In a short press release, the government of Ontario announced on February 11 that the province “is not proceeding with proposed offshore wind projects while further scientific research is conducted.”

In its press release, the government reiterated its commitment to renewable energy and to its plan to gradually eliminate coal-fired generation as a source of power in the province. Emphasizing the government’s desire to gather more scientific data, John Wilkinson, Minister of the Environment, stated:

"We will be working with our U.S. neighbours to ensure that any offshore wind projects are protective of the environment. Offshore wind on freshwater lakes is a recent concept that requires a cautious approach until the science of environmental impact is clear. In contrast, the science concerning land based wind is extensive."

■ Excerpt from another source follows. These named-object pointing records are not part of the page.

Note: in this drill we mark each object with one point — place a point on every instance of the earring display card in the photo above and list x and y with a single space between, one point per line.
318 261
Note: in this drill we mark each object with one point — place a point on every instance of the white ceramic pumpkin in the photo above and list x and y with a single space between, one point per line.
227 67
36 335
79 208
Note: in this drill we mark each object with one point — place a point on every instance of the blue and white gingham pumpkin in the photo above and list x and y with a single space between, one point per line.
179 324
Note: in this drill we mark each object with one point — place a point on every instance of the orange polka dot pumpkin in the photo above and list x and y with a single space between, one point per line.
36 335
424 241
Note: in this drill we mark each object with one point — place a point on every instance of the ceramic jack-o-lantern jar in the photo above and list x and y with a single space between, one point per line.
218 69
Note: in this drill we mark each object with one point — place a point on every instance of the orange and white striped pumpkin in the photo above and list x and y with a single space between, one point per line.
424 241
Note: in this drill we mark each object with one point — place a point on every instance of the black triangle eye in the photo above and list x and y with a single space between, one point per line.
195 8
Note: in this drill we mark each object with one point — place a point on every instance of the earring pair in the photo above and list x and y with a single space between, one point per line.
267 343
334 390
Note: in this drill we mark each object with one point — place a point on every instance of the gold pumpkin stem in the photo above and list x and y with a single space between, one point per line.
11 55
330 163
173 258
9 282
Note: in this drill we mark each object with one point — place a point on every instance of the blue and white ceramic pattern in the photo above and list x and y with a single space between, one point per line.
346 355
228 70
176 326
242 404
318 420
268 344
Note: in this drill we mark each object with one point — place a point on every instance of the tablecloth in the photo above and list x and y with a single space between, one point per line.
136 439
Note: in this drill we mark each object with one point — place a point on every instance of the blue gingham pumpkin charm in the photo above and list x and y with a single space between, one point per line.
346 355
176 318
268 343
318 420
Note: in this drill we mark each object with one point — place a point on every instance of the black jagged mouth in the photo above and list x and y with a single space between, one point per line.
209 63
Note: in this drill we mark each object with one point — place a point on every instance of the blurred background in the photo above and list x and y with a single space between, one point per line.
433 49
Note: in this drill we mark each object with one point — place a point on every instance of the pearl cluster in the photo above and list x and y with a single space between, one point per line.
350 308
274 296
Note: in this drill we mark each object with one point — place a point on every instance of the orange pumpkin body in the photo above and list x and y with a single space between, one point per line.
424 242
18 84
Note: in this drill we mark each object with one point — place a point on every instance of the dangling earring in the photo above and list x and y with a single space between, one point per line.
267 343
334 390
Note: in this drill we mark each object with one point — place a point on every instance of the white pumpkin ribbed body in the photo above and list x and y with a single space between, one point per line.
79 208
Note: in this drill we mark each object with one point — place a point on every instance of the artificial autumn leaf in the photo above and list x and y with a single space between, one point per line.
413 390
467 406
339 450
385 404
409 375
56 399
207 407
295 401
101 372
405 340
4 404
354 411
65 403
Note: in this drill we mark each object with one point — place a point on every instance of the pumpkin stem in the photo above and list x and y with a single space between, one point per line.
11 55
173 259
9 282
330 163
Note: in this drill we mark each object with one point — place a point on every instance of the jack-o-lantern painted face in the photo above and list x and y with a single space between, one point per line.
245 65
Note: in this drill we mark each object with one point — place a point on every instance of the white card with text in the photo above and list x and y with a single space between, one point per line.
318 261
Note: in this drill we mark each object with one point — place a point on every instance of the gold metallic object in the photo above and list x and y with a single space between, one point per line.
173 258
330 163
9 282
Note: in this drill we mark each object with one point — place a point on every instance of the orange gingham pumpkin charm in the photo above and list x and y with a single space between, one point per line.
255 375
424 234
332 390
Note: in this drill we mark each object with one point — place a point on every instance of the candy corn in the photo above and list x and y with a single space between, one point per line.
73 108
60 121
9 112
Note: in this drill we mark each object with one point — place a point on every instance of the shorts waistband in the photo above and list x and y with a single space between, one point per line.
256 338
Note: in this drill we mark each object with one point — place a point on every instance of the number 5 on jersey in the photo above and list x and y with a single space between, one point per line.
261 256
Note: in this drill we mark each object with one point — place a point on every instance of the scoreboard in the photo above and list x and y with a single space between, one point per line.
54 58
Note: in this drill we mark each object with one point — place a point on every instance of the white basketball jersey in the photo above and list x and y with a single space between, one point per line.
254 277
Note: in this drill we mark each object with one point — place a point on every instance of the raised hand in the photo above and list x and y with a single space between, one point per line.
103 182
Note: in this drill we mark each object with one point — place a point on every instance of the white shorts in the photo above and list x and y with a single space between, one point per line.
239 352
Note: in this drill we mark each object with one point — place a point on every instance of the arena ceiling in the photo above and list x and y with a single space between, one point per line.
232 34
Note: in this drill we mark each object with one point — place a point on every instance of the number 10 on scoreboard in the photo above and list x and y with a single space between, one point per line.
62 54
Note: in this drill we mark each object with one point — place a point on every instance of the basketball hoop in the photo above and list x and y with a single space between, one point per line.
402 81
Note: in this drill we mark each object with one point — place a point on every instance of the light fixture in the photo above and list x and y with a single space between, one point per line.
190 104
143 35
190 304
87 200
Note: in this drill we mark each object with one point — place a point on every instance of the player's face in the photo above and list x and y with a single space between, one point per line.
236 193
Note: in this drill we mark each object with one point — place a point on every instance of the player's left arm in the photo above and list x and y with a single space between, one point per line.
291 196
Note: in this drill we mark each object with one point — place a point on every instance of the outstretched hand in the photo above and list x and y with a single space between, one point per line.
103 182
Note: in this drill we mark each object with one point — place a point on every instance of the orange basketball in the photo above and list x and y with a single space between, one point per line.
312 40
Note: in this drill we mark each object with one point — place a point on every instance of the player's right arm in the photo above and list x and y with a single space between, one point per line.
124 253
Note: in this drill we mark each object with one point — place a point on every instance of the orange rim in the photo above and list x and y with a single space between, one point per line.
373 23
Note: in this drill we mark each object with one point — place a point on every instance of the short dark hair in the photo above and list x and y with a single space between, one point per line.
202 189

The decision comes at a time when opposition to proposed offshore projects was increasing among residents of lakeshore communities who were concerned their views would be disturbed by the presence of turbines. One contract had already been signed under the province’s feed-in-tariff program and several other projects were in the planning stages.

Not surprisingly, there were negative reactions towards the announcement from both opposition parties and the wind industry. John Yakabuski, Opposition energy critic, called the announcement “a spectacular backtrack” and Robert Hornung, president of the Canadian Wind Energy Association, described the decision as “unfortunate… because Ontario has been working to position itself as a leader in this sector.”

Hopefully this development won’t have adverse spill over effects into other sectors of the green economy or renewable energy industry in Ontario, where investor perception of certainty is a key factor in getting projects financed and built.